Regions in dark blue, with very high confidence, are expected to be modeled with high accuracy and can be used in applications that require high accuracy such as identifying binding sites.  Light blue regions with 70-90% confidence are expected to model general structure well.  Regions with low 50-70% confidence should be treated with caution, and below 50% confidence should not be used.

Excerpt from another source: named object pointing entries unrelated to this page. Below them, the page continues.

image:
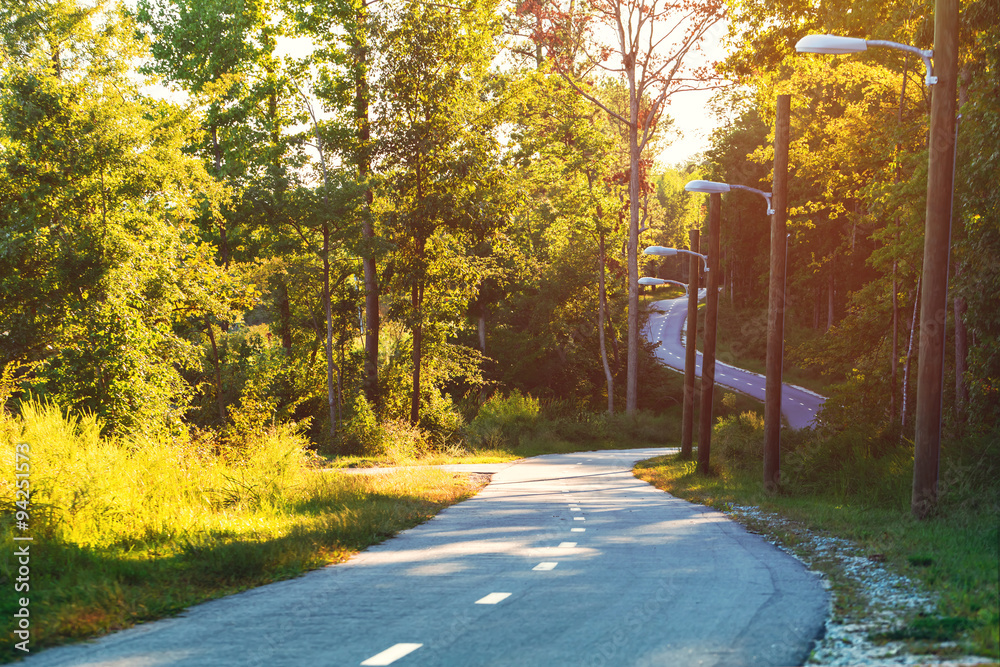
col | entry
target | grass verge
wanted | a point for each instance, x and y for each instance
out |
(134, 530)
(954, 554)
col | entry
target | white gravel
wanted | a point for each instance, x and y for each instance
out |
(889, 599)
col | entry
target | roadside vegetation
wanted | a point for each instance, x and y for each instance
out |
(133, 528)
(130, 529)
(844, 483)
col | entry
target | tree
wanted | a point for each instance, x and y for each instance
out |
(650, 43)
(436, 146)
(96, 200)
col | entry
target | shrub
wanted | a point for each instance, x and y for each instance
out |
(851, 464)
(504, 421)
(739, 440)
(361, 435)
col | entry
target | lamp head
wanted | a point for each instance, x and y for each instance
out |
(708, 187)
(660, 250)
(832, 44)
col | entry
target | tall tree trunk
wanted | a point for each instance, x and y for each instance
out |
(219, 399)
(960, 304)
(285, 317)
(362, 120)
(601, 310)
(330, 365)
(829, 299)
(416, 298)
(894, 365)
(961, 359)
(894, 348)
(817, 304)
(632, 362)
(482, 327)
(909, 354)
(223, 236)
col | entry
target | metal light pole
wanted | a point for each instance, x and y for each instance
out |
(689, 360)
(937, 250)
(708, 354)
(776, 299)
(690, 351)
(937, 235)
(775, 335)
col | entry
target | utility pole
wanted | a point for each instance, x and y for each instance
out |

In the visualizations below, we show the two cases from the examples above:
 - The predicted structure of the original Thioredoxin sequence from the UniProt sequence look-up service, and
 - The predicted structure of the novel protein sequence generated with ProtGPT
 
Note that these are independent structures.  The following visualizations are not intended for comparison, but rather to showcase the ability to predict 3D structure using AlphaFold.

In [8]:
# Define color palette for IDDT
color_palette = {
    range(90,100): 'blue',
    range(70,90): 'lightblue',
    range(50,70): 'yellow',
    range(0,50): 'orange',
}

def get_color(IDDT):
    for key in color_palette:
        if IDDT in key:
            return color_palette[key]

First the original Thioredoxin structure:

In [None]:
filename="data/BioNeMo_AlphaFold_original.pdb"
# Loading the predicted structure saved in PDB file
with open(filename) as ifile:
    system = "".join([x for x in ifile])

#configuring the structure display
view = py3Dmol.view(width=800, height=800)
view.addModelsAsFrames(system)

# Iterate over residues and color based on IDDT value
for i, line in enumerate(system.split("\n")):
    split = line.split()
    if len(split) == 0 or split[0] != "ATOM":
        continue

    color = get_color(int(float(split[10])))
    
    view.setStyle({'model': -1, 'serial': i+1}, {"cartoon": {'color': color}})

view.zoomTo()
view.show()

Next the predicted structure of the generated sequence.

In [None]:
filename="data/BioNeMo_AlphaFold_generated.pdb"
# Loading the predicted structure saved in PDB file
with open(filename) as ifile:
    system = "".join([x for x in ifile])

#configuring the structure display
view = py3Dmol.view(width=800, height=800)
view.addModelsAsFrames(system)

# Iterate over residues and color based on IDDT value
for i, line in enumerate(system.split("\n")):
    split = line.split()
    if len(split) == 0 or split[0] != "ATOM":
        continue

    color = get_color(int(float(split[10])))
    
    view.setStyle({'model': -1, 'serial': i+1}, {"cartoon": {'color': color}})

view.zoomTo()
view.show()

## Conclusion
In this notebook, we've walked through an example workflow generating protein sequences and visualizing their 3D structure, covering:
 - How to configure the BioNeMo Service API
 - Generating protein sequences with the ProtGPT2 model
 - Predicting 3D protein structure of the generated sequences using AlphaFold
 
While this notebook demonstrates some of the rich capabilities of the BioNeMo service, this could just be the beginning of a production end-to-end drug discovery pipeline.